Covid-19 has slammed the brakes on what had been a very busy start to 2020 for high-yield bond and leveraged loan issuance. Marie Kemplay reports.

Wall Street

A dramatic turnaround in circumstances has played out in the leveraged finance sector over the past few months. The opening weeks of 2020 saw record levels of issuance, with more than $233bn-worth of high-yield bonds and leveraged loans issued in the US in January and February, and more than $53bn in European markets, according to Dealogic.
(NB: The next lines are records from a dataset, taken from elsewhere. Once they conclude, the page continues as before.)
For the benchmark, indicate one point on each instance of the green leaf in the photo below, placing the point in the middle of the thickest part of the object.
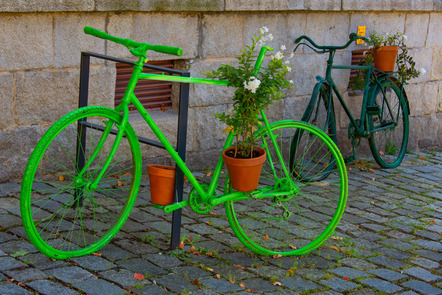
(19, 253)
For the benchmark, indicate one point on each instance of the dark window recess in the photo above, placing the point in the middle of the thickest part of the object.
(153, 95)
(357, 56)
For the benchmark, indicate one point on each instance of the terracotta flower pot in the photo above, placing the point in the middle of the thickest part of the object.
(385, 58)
(244, 173)
(162, 184)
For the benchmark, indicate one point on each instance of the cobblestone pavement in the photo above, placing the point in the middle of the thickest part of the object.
(387, 242)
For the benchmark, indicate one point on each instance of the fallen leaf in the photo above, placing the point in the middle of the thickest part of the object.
(277, 256)
(239, 266)
(19, 253)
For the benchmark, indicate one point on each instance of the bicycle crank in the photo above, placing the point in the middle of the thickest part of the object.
(196, 202)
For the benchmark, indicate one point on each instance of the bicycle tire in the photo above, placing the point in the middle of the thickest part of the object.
(292, 224)
(62, 215)
(388, 146)
(320, 113)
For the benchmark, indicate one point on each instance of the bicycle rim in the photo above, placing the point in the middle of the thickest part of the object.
(297, 223)
(389, 144)
(62, 215)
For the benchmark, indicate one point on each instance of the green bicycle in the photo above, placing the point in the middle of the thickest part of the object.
(82, 179)
(384, 112)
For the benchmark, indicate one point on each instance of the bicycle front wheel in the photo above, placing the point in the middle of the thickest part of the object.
(320, 113)
(298, 222)
(389, 126)
(64, 215)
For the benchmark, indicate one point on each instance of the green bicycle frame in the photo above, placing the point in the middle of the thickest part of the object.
(129, 97)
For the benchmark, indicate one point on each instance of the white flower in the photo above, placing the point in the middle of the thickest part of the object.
(278, 55)
(264, 30)
(252, 85)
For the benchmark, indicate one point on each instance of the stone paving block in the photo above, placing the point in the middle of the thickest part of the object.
(349, 272)
(222, 286)
(9, 288)
(359, 264)
(175, 283)
(70, 274)
(425, 263)
(387, 274)
(192, 272)
(299, 284)
(152, 290)
(113, 253)
(432, 255)
(387, 262)
(429, 245)
(93, 263)
(381, 285)
(141, 266)
(422, 274)
(399, 244)
(49, 287)
(7, 263)
(339, 285)
(258, 285)
(96, 287)
(422, 287)
(123, 277)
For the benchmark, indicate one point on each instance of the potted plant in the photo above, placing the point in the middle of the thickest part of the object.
(255, 91)
(389, 48)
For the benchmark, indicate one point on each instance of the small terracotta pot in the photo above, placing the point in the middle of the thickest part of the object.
(385, 58)
(162, 184)
(244, 173)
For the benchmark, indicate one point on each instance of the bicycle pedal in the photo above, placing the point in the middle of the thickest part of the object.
(373, 110)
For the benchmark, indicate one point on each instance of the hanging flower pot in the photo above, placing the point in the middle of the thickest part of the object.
(244, 173)
(385, 58)
(162, 184)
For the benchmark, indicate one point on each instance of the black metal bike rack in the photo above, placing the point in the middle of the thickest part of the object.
(182, 127)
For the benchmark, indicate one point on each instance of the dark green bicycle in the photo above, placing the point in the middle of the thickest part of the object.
(383, 119)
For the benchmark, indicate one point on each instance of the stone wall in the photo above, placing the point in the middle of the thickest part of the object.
(41, 43)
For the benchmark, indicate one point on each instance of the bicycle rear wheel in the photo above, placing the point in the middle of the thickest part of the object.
(389, 127)
(298, 222)
(63, 215)
(320, 113)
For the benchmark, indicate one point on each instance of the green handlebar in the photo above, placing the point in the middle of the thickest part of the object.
(132, 44)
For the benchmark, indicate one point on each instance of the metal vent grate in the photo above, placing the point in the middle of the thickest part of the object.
(153, 95)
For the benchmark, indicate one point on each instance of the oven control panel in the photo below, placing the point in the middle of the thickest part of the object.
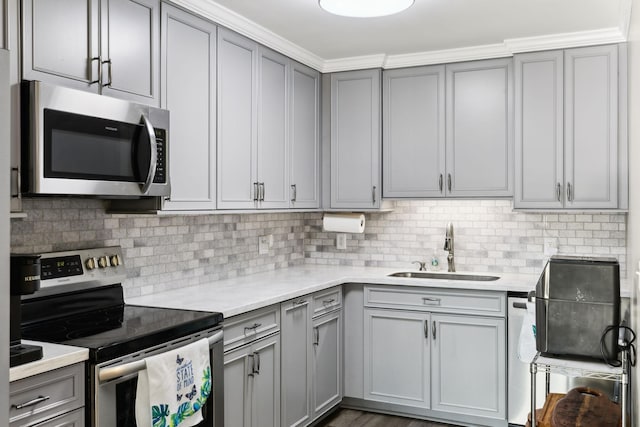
(82, 268)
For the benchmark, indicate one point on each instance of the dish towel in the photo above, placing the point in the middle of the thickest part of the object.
(174, 387)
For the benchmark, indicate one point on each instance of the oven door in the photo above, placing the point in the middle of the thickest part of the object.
(87, 144)
(114, 384)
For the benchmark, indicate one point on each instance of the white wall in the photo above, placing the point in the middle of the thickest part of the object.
(633, 220)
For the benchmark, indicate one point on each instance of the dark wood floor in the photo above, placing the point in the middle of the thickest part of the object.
(352, 418)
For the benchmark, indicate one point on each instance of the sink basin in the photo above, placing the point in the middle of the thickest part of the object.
(444, 276)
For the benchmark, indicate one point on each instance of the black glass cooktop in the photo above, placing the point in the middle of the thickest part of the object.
(109, 331)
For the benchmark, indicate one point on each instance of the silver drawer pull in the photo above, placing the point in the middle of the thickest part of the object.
(430, 301)
(32, 402)
(254, 327)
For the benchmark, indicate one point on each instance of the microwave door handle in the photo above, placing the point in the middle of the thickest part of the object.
(154, 154)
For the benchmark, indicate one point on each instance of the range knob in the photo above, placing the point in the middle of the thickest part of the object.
(90, 263)
(103, 262)
(115, 260)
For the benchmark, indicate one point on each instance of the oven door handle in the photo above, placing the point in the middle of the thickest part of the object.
(153, 162)
(106, 374)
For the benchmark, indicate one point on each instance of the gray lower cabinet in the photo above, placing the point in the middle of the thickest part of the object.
(252, 384)
(311, 356)
(413, 135)
(54, 398)
(571, 147)
(356, 139)
(479, 128)
(105, 46)
(397, 365)
(430, 352)
(189, 93)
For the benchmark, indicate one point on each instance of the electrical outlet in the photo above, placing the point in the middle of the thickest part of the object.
(263, 245)
(550, 246)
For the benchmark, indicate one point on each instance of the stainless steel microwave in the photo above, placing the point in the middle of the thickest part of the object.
(81, 143)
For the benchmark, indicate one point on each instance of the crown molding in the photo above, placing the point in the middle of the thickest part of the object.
(238, 23)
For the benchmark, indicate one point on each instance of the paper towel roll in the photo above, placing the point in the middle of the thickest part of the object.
(343, 223)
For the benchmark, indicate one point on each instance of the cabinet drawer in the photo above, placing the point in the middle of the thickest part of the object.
(248, 327)
(327, 300)
(488, 303)
(52, 393)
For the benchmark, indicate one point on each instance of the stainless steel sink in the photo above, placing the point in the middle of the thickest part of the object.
(444, 276)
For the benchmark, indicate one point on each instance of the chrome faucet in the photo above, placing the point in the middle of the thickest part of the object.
(448, 246)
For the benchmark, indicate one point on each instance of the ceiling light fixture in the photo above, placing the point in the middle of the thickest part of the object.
(364, 8)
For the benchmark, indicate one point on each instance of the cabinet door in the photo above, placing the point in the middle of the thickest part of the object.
(396, 357)
(327, 362)
(296, 358)
(130, 38)
(355, 139)
(304, 140)
(237, 115)
(265, 402)
(273, 148)
(469, 365)
(539, 121)
(237, 391)
(60, 42)
(591, 127)
(414, 138)
(480, 128)
(192, 103)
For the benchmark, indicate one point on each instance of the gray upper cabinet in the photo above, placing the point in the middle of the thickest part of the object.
(539, 150)
(479, 128)
(568, 151)
(414, 137)
(591, 127)
(355, 139)
(304, 140)
(237, 121)
(273, 148)
(189, 93)
(106, 46)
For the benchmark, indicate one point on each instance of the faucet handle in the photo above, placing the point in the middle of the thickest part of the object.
(422, 265)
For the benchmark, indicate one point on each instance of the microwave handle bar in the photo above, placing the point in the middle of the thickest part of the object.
(106, 374)
(153, 146)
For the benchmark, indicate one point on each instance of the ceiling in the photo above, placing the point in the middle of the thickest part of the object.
(430, 31)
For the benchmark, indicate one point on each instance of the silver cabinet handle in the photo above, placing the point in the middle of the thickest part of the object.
(257, 360)
(31, 402)
(99, 59)
(430, 301)
(18, 193)
(253, 327)
(153, 162)
(108, 84)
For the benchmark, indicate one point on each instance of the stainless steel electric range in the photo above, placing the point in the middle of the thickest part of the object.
(81, 303)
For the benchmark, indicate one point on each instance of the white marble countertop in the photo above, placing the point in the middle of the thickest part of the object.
(54, 356)
(246, 293)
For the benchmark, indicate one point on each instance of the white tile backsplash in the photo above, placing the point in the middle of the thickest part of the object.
(165, 252)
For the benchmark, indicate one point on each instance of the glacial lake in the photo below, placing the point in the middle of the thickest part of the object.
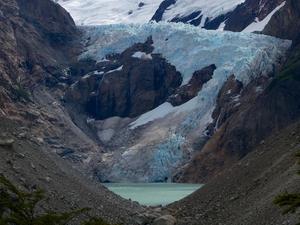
(152, 194)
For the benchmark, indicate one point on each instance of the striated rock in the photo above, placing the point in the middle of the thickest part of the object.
(190, 90)
(128, 85)
(7, 143)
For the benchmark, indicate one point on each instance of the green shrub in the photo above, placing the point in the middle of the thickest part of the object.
(290, 202)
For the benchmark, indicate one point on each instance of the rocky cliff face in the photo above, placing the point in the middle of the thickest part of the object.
(38, 41)
(35, 41)
(137, 81)
(266, 107)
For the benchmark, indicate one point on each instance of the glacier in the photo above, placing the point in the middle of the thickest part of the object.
(100, 12)
(164, 145)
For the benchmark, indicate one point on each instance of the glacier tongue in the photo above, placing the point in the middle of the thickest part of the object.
(189, 48)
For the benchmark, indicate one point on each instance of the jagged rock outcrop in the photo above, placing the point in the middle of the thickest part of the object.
(265, 106)
(35, 42)
(286, 23)
(188, 91)
(136, 82)
(247, 12)
(236, 20)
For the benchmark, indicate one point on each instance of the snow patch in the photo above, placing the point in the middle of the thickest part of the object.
(260, 25)
(118, 69)
(142, 55)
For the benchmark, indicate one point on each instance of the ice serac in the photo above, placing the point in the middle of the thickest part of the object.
(155, 145)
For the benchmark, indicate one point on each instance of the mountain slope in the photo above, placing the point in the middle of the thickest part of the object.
(243, 194)
(233, 15)
(146, 138)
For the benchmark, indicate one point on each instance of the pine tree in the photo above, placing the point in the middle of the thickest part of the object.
(290, 202)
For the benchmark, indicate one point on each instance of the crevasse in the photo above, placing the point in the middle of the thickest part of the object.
(188, 48)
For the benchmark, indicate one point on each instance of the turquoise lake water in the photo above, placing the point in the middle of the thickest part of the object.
(152, 194)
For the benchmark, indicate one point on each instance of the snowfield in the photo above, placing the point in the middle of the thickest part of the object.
(100, 12)
(167, 131)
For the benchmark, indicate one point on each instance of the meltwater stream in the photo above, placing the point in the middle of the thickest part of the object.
(153, 194)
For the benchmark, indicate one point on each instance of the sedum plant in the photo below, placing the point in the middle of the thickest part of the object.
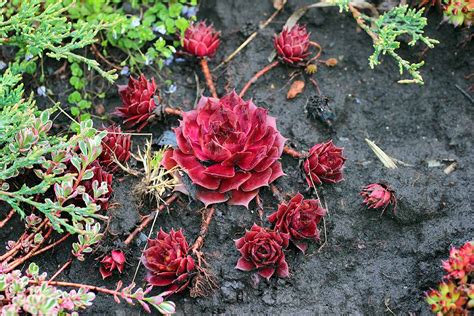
(29, 292)
(144, 31)
(37, 28)
(34, 173)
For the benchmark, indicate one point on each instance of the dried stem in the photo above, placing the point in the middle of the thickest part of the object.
(148, 219)
(172, 111)
(249, 39)
(205, 281)
(360, 21)
(258, 75)
(64, 266)
(85, 286)
(208, 76)
(293, 153)
(54, 244)
(207, 217)
(7, 218)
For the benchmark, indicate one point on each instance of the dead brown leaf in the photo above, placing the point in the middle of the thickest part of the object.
(296, 88)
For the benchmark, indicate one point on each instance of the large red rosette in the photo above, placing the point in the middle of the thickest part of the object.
(167, 261)
(292, 45)
(299, 218)
(116, 260)
(229, 148)
(201, 40)
(262, 249)
(324, 164)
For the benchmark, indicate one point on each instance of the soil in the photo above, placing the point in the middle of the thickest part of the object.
(370, 264)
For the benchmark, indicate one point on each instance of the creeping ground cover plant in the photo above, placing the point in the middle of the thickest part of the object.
(133, 192)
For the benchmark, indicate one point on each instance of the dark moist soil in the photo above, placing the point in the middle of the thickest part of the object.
(370, 262)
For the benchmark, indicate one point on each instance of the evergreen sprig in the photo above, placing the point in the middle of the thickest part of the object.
(386, 31)
(36, 31)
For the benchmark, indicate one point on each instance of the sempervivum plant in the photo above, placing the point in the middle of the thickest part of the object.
(459, 12)
(168, 262)
(262, 249)
(229, 148)
(378, 196)
(138, 102)
(292, 45)
(114, 261)
(455, 295)
(324, 164)
(201, 40)
(115, 146)
(299, 218)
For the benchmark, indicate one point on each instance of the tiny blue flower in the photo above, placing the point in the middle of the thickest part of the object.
(41, 91)
(159, 29)
(168, 61)
(125, 71)
(148, 61)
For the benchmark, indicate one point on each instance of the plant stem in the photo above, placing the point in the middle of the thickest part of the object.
(293, 153)
(30, 254)
(57, 242)
(360, 21)
(204, 229)
(148, 219)
(171, 111)
(258, 75)
(208, 76)
(249, 39)
(86, 286)
(7, 218)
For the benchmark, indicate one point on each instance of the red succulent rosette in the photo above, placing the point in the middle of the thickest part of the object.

Hence US issuance more than doubled year on year, and European issuance more than trebled, compared with 2019.

There was a lot of opportunistic business, with issuers taking advantage of favourable market conditions to finance debt re-pricings and dividend recapitalisations, as well as some mergers and acquisitions.

As Diarmuid Toomey, co-head of leveraged debt capital markets for Europe, Middle East and Africa (EMEA) at Deutsche Bank, says: “It was a very busy start to the year for both leveraged loans and high-yield bonds. In February it felt like almost every day brought a new record, whether that was for a record low coupon or some other feature. It was a very risk-on market.”

Although there had been plenty of speculation about how long the bull market could continue, with global trade tensions and disruption off the back of the US presidential election among the potential causes for concern, it is unlikely that anyone could have foreseen the market coming to a juddering halt in such a dramatic fashion as a result of the global coronavirus outbreak. “It was an incredibly strong start to the year but, at a totally unscientific level, there was an impending feeling that something was going to happen to slow things down,” says Jake Mincemoyer, head of American banking at White & Case. “Of course, no one could have predicted this specific set of circumstances.”

A full stop

Against a highly volatile market backdrop, issuance had effectively ground to a halt in the opening weeks of March. As one London-based leverage finance banker remarked at the time: “We are in stasis.” Adam Freeman, head of leveraged finance at law firm Linklaters, says: “A lot of people have hit pause. It is very hard in the middle of a situation like this for people to price the risk. The market will struggle until there’s more certainty.”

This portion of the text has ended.